Though SaaS as a concept has been around for quite sometime now, its applications and architectural models are still evolving. There are various architectural approaches followed by SaaS application providers. Four of them are detailed below:
The first type is quite similar to traditional model of software delivery where each customer accesses the customized version of the software. There are various instances of the same application running on the servers. All users within an organization connect to a single instance of the application which is different from any other instance accessed by any other organization.
Most of the traditional client-server application providers are looking at this architectural model to enter the Saas market with their offerings. This architectural model would help them make the shift with little development effort and without re-architecting the application from scratch. This model does not offer the full benefits of a mature SaaS application, but it helps the vendors reduce costs by reusing portions of earlier code base and consolidating hardware resources. This would also help them in entering the SaaS market quickly with their existing application suite. The software administration still remains troublesome since any upgradation needs to be done for all the customized instances.
The second model is one where the customers access their own instance of the same application which is configured to suit individual needs. The requirements are customized in TYPE I whereas the requirements are configured in TYPE II. Detailed configuration options are provided to the customers that allow changes in the way application looks/ behaves to its users. Each instance used by each customer remains isolated from others and hence requires the same amount of hardware resource space as that of TYPE I.
Architecturally there is a single code base for all customers, which reduces the software service costs for the provider. Any upgradation is easily provided to all customers. However, shifting from traditional model requires lot more developmental work.
The third model is one where every customer accesses a single instance of the application, with metadata which is configured to give a unique experience to each user. Security policies and authorization procedures ensure that the information provided by each customer remains isolated from that of others. The end-user has no indication about the multi-tenancy of the data which occurs at the back end.

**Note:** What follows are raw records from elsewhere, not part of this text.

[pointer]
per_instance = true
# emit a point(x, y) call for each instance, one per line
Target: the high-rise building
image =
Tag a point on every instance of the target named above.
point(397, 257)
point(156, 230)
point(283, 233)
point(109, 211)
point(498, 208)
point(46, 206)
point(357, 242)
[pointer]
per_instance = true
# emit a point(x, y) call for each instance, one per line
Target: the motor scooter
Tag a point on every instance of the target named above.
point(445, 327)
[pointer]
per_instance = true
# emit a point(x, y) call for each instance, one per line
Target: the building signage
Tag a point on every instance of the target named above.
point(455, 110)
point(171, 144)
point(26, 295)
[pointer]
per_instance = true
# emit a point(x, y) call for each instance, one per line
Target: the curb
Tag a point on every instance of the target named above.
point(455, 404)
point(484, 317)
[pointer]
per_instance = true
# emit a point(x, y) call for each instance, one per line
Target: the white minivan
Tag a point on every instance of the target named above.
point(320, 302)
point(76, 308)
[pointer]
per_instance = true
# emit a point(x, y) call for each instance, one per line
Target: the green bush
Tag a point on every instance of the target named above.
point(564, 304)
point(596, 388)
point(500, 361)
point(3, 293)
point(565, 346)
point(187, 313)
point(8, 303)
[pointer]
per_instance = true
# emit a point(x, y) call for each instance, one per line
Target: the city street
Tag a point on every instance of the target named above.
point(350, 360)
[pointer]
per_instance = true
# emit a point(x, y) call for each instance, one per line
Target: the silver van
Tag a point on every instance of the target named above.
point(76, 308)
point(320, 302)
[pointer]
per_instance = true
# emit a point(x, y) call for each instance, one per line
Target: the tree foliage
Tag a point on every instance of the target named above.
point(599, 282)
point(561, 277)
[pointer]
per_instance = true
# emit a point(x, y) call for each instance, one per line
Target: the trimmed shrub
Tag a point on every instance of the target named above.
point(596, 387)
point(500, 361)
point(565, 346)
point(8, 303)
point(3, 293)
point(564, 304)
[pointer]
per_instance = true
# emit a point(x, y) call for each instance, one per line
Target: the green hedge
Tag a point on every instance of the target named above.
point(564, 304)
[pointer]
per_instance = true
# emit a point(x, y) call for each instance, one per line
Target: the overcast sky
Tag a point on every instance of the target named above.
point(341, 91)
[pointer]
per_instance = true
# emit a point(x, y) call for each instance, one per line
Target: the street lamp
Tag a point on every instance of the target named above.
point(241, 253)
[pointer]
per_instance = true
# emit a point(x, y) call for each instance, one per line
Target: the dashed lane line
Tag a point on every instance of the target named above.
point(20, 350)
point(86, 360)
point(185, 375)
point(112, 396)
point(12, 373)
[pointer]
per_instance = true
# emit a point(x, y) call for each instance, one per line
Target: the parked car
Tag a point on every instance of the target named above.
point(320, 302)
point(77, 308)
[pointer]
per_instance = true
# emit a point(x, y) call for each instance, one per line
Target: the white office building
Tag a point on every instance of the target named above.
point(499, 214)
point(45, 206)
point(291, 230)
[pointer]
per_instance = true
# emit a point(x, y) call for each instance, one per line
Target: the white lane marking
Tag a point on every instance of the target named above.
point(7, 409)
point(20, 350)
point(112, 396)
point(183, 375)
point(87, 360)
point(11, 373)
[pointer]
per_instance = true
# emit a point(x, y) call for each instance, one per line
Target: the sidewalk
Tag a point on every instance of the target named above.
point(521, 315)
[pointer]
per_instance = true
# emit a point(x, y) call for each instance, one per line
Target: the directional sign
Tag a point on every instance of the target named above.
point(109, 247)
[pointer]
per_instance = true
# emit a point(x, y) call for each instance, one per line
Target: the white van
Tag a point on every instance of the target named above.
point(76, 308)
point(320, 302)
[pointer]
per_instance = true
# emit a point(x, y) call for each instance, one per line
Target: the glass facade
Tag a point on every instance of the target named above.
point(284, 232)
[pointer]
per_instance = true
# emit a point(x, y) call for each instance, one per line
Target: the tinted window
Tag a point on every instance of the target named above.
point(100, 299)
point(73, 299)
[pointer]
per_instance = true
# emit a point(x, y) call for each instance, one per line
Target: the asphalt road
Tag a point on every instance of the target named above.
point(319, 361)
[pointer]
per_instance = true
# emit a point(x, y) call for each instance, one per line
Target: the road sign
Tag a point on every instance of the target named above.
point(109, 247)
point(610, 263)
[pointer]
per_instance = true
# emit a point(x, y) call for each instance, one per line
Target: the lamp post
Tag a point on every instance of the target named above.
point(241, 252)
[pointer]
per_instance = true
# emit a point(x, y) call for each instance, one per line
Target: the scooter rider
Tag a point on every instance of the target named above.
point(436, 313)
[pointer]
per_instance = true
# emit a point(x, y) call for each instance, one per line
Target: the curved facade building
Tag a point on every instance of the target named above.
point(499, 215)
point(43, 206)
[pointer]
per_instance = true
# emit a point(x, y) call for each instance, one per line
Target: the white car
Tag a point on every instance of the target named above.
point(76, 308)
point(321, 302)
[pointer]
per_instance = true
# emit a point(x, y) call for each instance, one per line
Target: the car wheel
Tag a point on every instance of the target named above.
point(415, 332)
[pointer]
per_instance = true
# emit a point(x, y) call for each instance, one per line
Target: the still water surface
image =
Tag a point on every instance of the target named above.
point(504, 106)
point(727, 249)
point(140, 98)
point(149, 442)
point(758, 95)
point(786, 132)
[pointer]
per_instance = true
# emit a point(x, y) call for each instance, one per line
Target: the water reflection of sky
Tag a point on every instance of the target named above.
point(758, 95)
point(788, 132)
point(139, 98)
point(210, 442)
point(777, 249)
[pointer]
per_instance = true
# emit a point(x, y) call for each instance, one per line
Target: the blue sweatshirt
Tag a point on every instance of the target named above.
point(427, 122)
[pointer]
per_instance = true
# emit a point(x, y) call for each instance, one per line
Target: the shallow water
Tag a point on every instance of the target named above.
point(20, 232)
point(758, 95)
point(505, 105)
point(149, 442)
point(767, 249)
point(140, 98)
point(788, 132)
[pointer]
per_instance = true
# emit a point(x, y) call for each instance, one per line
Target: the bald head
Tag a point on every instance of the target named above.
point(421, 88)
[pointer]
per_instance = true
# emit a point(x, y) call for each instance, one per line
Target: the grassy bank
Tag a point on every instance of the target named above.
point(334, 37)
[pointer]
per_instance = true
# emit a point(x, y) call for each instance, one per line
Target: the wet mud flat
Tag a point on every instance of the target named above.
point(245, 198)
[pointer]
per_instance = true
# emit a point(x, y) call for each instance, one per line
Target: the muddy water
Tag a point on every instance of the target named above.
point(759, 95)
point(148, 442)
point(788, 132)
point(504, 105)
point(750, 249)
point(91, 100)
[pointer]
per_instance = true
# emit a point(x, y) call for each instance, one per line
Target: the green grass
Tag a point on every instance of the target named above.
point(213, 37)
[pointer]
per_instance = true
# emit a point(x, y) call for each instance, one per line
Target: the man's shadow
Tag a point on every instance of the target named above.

The vendor saves hardware costs since there is only one instance of the application running and hence not much storage space is required on the servers. Scalability is an issue since the server space and database space is shared among all users. As the number of users increases, upgradation of hardware resources becomes troublesome.
This is almost a fully mature model of architecture. The customers access identical instances with their databases separated and configured metadata to provide a unique user experience. The scalability issues of TYPE III are handled easily since the hardware and the number of instances can easily be increased at the back end to match the demand. Upgradation is also easy to roll out. Architecturally this is the most demanding of all the four. Cloud servers or Load-balancing servers are used by vendors to minimizze their costs.
Though ideally all SaaS vendors should seek to achieve TYPE IV, it is not always the case. The customer base and their data needs, type and complexity of applications serviced, costs and resources involved, developmental effort and time required and various other factors determine the architectural model followed by the vendors.